Remark: There are different, related, ways of computing this quantity. As this method is a heuristic, there isn’t a ‘correct’ formula with a probabilistic interpretation.

Notice that if a term appears in every document in the collection, the \({\rm idf(t, d)}\) is zero. This fits the intuition that very common words should not be considered relevant to the information contained in a document.

Example: The TF-IDF of the word two in the first apartment listing is computed as follows:

\[{\rm tf}(\texttt{two}, \texttt{listing0}) = \frac{1}{8}\]
\[{\rm idf}(\texttt{two}) = \log(\frac{3}{2})\]
\[{\rm tf}(\texttt{two}, \texttt{listing0})\cdot {\rm idf}(\texttt{two}) = \frac{1}{8}\log(\frac{3}{2})\]

This quantity naturally defines the most relevant words for a given document: the term with the highest TF-IDF for a given document best summarizes the document.

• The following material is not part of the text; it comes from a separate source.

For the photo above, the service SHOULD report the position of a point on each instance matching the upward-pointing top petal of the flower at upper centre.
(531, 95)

Example: Computing the most relevant term for each listing is illustrated in the following code:

apts
phrase
0 a two bedroom apartment with washer and dryer
1 a two bedroom house with a washer hookup
2 a three bedroom house with a fireplace

While slower than leveraging optimized libraries, the Bag of Words embedding can be easily implemented with Pandas:

bow = (
    apts['phrase']
    .str.split()
    .apply(lambda x:pd.Series(x).value_counts())
)
bow
washer with apartment two a and dryer bedroom hookup house three fireplace
0 1.0 1.0 1.0 1.0 1.0 1.0 1.0 1.0 NaN NaN NaN NaN
1 1.0 1.0 NaN 1.0 2.0 NaN NaN 1.0 1.0 1.0 NaN NaN
2 NaN 1.0 NaN NaN 2.0 NaN NaN 1.0 NaN 1.0 1.0 1.0

The term frequencies of each word, in each document, is represented in a matrix labeled by words and document number. Each word in a given document is part of an empirical distribution for that document:

term_frequencies = bow.apply(lambda x:x / x.sum(), axis=1)
term_frequencies
washer with apartment two a and dryer bedroom hookup house three fireplace
0 0.125 0.125000 0.125 0.125 0.125000 0.125 0.125 0.125000 NaN NaN NaN NaN
1 0.125 0.125000 NaN 0.125 0.250000 NaN NaN 0.125000 0.125 0.125000 NaN NaN
2 NaN 0.142857 NaN NaN 0.285714 NaN NaN 0.142857 NaN 0.142857 0.142857 0.142857

The inverse document frequency is calculated using a straightforward count of non-null entries:

tot = bow.shape[0]
inverse_document_frequencies = np.log(tot / bow.count())
inverse_document_frequencies
washer       0.405465
with         0.000000
apartment    1.098612
               ...   
house        0.405465
three        1.098612
fireplace    1.098612
Length: 12, dtype: float64

The resulting tfidf matrix represents the term frequency, inverse document of frequency of every term in every document:

tfidf = term_frequencies * inverse_document_frequencies
tfidf
washer with apartment two a and dryer bedroom hookup house three fireplace
0 0.050683 0.0 0.137327 0.050683 0.0 0.137327 0.137327 0.0 NaN NaN NaN NaN
1 0.050683 0.0 NaN 0.050683 0.0 NaN NaN 0.0 0.137327 0.050683 NaN NaN
2 NaN 0.0 NaN NaN 0.0 NaN NaN 0.0 NaN 0.057924 0.156945 0.156945

The most relevant word in each document corresponds to the word with the largest tfidf in that document:

tfidf.idxmax(axis=1)
0    apartment
1       hookup
2        three
dtype: object

Remark: Why are these words good summaries of each listing? In what ways are they not good summaries?

Remark: These words were not the only correct answers; search for ties in the table.